Many experts make an incorrect assumption that the more complex the problem, the worse quantitative methods will do compared to human experts. Yet, the findings of Meehl and Tetlock (reviewed in Chapter 4) show that as problems get more complex, the human experts are not doing better compared to even naive statistical models. So the complexity of the world we model is common to both quantitative and nonquantitative models. But, unlike the risk matrix and ordinal scales, the components of even a simplified quantitative method hold up to scientific scrutiny.

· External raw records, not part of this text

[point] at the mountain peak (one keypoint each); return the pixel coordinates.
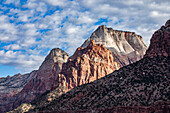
(126, 47)
(87, 64)
(160, 42)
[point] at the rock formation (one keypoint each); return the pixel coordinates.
(26, 88)
(144, 84)
(10, 86)
(126, 47)
(160, 42)
(45, 78)
(86, 65)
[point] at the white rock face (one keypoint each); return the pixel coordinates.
(126, 47)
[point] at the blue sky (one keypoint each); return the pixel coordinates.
(29, 29)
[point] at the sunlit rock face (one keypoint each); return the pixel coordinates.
(137, 88)
(25, 88)
(126, 47)
(10, 86)
(160, 42)
(45, 78)
(86, 65)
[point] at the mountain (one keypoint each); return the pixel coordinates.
(9, 86)
(42, 80)
(86, 65)
(139, 87)
(126, 47)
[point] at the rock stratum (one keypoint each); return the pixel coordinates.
(139, 87)
(41, 81)
(10, 86)
(86, 65)
(61, 73)
(126, 47)
(160, 42)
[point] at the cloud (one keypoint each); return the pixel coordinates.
(29, 30)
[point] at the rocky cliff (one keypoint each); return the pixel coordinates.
(25, 88)
(160, 42)
(45, 78)
(10, 86)
(142, 84)
(86, 65)
(126, 47)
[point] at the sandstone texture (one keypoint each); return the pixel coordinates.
(160, 42)
(139, 87)
(140, 84)
(45, 78)
(126, 47)
(34, 84)
(86, 65)
(10, 86)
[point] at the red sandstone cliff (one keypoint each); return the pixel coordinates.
(144, 85)
(160, 42)
(126, 47)
(86, 65)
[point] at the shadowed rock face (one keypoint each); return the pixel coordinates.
(142, 84)
(87, 65)
(46, 77)
(126, 47)
(41, 81)
(160, 42)
(10, 86)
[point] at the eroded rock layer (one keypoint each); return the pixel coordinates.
(160, 42)
(143, 85)
(44, 80)
(126, 47)
(87, 65)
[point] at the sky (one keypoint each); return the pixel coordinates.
(29, 29)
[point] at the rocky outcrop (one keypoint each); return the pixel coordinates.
(126, 47)
(160, 42)
(10, 86)
(45, 78)
(25, 88)
(86, 65)
(141, 85)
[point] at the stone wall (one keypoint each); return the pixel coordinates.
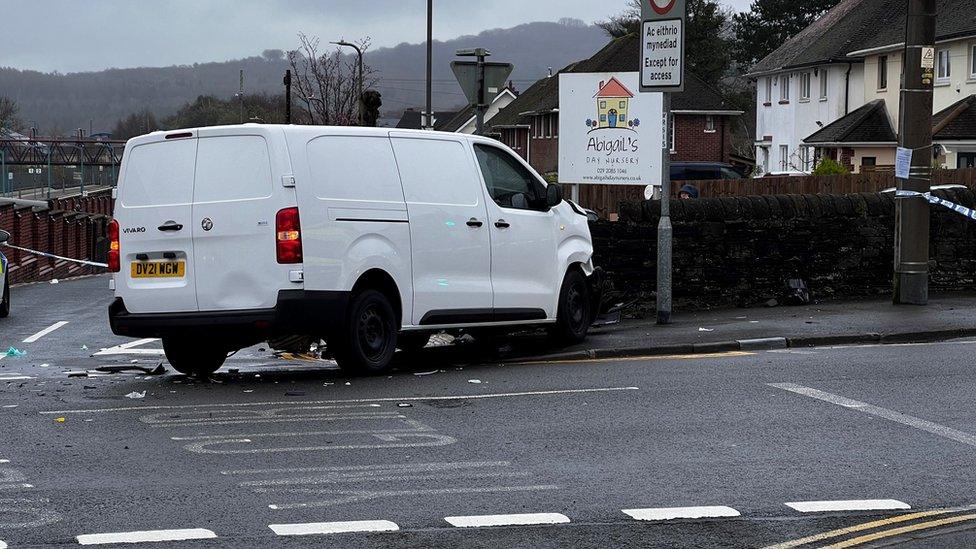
(741, 250)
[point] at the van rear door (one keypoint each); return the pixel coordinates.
(233, 224)
(154, 212)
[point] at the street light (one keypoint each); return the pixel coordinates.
(359, 51)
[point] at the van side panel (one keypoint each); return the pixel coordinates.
(234, 224)
(352, 212)
(449, 229)
(156, 188)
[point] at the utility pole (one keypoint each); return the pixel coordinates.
(359, 52)
(429, 116)
(287, 83)
(915, 134)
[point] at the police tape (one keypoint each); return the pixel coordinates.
(52, 256)
(961, 210)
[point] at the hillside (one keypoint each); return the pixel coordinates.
(61, 102)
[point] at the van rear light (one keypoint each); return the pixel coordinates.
(114, 247)
(288, 236)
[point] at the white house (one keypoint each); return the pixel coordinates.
(834, 88)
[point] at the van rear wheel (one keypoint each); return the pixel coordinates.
(193, 357)
(366, 342)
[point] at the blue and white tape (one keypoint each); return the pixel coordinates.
(52, 256)
(961, 210)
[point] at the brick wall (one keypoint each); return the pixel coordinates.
(741, 250)
(77, 235)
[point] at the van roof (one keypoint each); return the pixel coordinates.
(285, 129)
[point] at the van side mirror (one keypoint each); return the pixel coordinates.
(554, 195)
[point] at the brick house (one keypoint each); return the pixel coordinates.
(702, 119)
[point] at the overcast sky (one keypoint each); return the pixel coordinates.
(70, 35)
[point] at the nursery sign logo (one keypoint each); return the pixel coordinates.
(602, 139)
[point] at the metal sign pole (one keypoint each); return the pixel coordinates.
(664, 230)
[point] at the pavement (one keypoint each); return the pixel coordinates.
(858, 445)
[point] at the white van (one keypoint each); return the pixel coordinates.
(367, 238)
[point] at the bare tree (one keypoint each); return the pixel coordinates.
(327, 83)
(9, 115)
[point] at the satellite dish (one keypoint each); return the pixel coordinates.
(651, 192)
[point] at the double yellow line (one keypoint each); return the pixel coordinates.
(883, 534)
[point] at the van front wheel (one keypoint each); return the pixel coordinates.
(573, 315)
(367, 341)
(193, 357)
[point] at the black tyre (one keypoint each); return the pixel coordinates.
(411, 342)
(573, 316)
(193, 357)
(368, 339)
(5, 300)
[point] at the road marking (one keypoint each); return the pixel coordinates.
(366, 495)
(730, 354)
(334, 527)
(45, 331)
(848, 505)
(903, 530)
(861, 527)
(374, 469)
(127, 348)
(674, 513)
(891, 415)
(523, 519)
(348, 401)
(146, 536)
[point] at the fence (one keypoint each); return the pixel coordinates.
(605, 199)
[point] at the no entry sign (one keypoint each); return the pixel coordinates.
(662, 45)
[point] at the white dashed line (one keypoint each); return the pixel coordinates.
(345, 401)
(146, 536)
(14, 377)
(45, 331)
(848, 505)
(346, 527)
(674, 513)
(525, 519)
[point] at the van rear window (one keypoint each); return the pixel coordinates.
(158, 174)
(232, 168)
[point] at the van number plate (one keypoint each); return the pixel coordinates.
(158, 269)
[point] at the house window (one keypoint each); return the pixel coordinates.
(972, 62)
(674, 135)
(945, 67)
(805, 86)
(883, 73)
(709, 124)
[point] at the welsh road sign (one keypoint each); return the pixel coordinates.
(663, 45)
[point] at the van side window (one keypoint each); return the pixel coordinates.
(506, 177)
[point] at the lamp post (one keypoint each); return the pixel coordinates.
(359, 102)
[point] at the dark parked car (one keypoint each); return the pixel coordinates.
(697, 171)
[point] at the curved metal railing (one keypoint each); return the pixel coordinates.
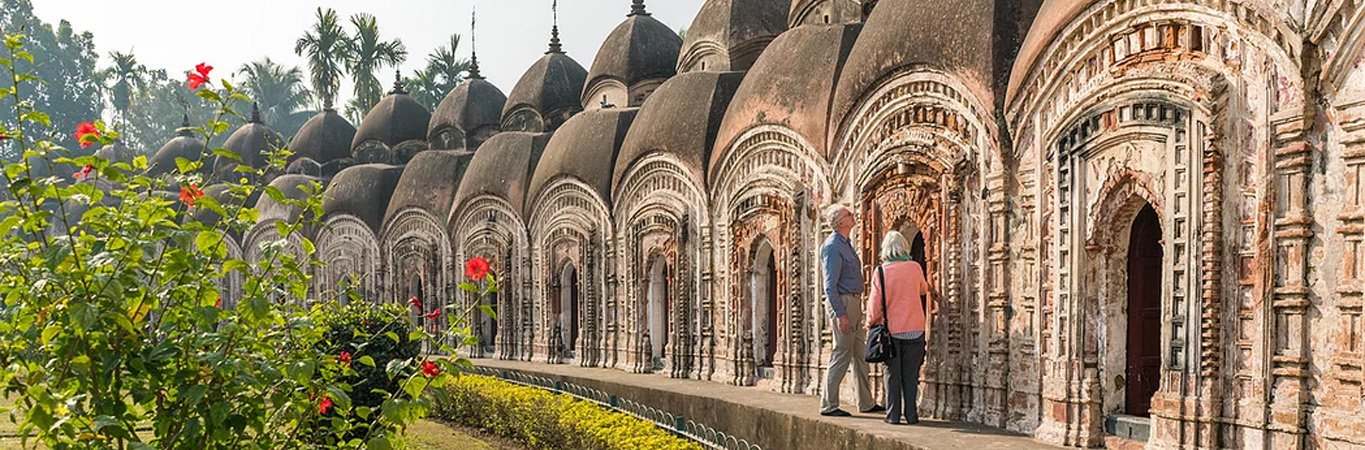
(680, 426)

Christopher “Kip” Bohn, an experienced actuarial consultant, runs into this same objection and has the same reaction we do. Bohn has done a wide variety of risk analysis in many fields and is one of a growing rank of actuaries who have been working on underwriting cybersecurity risks using the quantitative tools of analytics. He describes his response in an interview:

In every single presentation I give in analytics I have a slide regarding how to respond to people who say you can't model that. Of course, they are actually building a model in their head when they make a decision. I tell them, “We just want the model out of your head.”

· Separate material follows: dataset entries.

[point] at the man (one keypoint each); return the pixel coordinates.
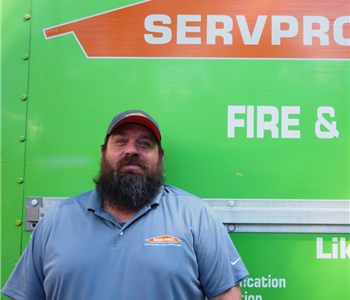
(133, 237)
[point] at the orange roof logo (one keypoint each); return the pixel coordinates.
(163, 239)
(215, 29)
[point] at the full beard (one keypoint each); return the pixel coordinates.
(128, 190)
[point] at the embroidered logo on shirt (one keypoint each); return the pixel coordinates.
(236, 261)
(165, 240)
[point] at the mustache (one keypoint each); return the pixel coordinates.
(131, 160)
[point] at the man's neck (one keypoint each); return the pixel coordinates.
(119, 216)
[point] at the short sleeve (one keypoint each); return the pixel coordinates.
(220, 266)
(26, 280)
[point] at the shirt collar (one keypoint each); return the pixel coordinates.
(95, 202)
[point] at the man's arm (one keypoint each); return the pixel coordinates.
(232, 294)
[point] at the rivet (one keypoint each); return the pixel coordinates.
(231, 228)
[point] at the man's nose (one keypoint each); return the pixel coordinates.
(131, 149)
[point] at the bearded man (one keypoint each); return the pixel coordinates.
(133, 237)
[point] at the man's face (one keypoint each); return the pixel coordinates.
(131, 171)
(132, 148)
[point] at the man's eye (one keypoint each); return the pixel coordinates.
(145, 144)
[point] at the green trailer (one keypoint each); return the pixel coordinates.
(252, 99)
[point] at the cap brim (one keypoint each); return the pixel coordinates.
(139, 120)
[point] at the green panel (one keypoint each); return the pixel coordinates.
(285, 266)
(13, 84)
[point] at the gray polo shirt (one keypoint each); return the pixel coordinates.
(173, 248)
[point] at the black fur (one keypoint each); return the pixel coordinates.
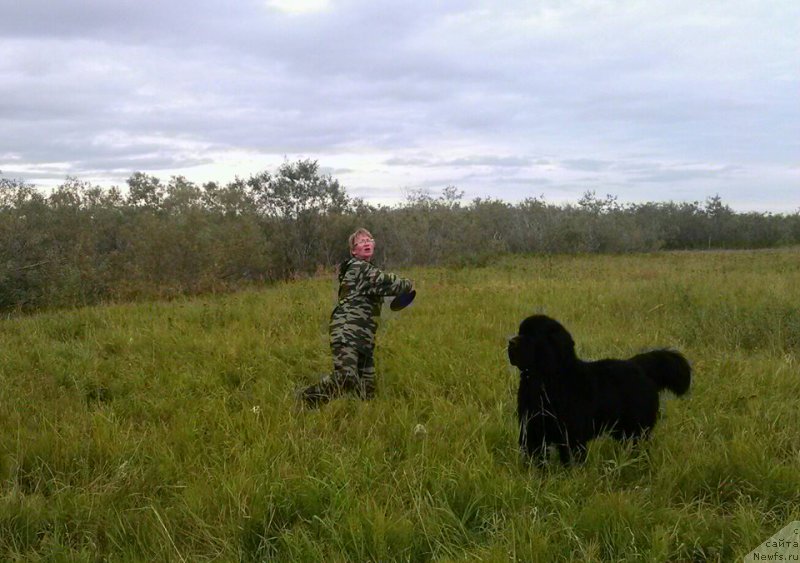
(566, 402)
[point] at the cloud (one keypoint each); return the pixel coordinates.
(640, 94)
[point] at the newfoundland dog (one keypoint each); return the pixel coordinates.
(565, 402)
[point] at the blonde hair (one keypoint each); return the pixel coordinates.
(352, 239)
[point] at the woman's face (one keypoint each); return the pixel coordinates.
(363, 247)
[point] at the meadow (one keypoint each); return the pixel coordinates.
(169, 431)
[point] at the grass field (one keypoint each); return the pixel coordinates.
(169, 431)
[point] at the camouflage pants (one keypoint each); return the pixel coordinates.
(353, 372)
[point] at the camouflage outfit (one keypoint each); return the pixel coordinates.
(353, 325)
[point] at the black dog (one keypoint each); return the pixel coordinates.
(565, 402)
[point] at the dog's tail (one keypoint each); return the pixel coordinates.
(669, 369)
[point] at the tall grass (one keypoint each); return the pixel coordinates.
(169, 431)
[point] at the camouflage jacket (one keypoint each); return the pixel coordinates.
(362, 288)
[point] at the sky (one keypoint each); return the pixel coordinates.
(643, 100)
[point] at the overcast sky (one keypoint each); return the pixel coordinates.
(647, 100)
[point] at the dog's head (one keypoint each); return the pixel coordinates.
(540, 342)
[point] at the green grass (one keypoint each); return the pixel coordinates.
(168, 431)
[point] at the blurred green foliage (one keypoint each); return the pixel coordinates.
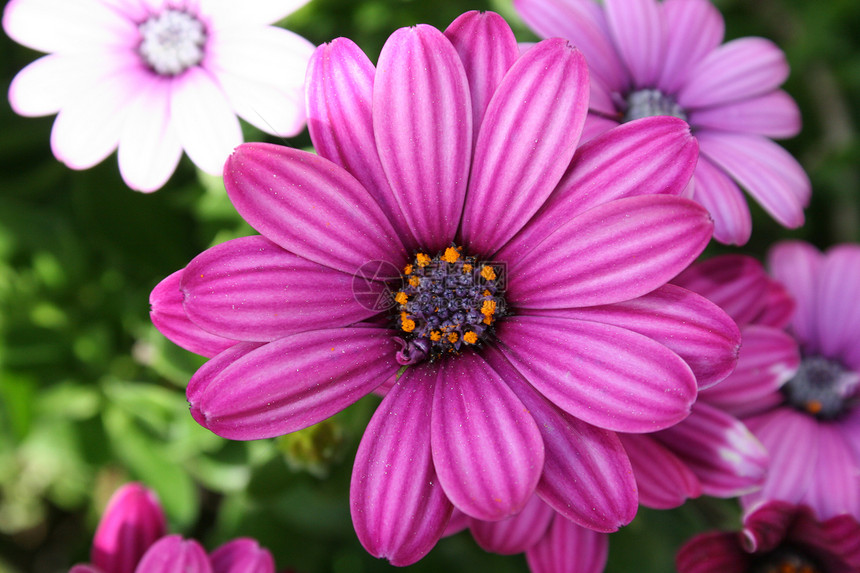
(91, 395)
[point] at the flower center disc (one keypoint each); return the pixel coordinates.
(172, 42)
(822, 387)
(447, 303)
(649, 103)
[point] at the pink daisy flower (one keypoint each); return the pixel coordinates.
(154, 77)
(667, 58)
(502, 255)
(131, 538)
(798, 391)
(780, 538)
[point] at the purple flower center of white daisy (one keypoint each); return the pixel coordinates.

Well said, Kip. Complexity, the lack of data, unpredictable human actors, and rapidly changing technology are often used as excuses for not adopting more quantitative methods. Ironically, the de facto solution is often to somehow deal with these issues in the undocumented and uncalculated intuition of the expert. If a problem is extremely complex, that's exactly the time to avoid trying to do it in your head. Aerodynamic simulations and power plant monitoring are also complex. But that is exactly why engineers don't do that analysis their heads. Cybersecurity will deal with multiple, interacting systems and controls and multiple types of losses. Some of these systems will have different types of losses than others, and some events are more likely than others. Then you have to roll it up into a portfolio to determine overall risk. It's not particularly hard math (especially since we are providing spreadsheets for just about every calculation we talk about), but you still don't want to do that math in your head.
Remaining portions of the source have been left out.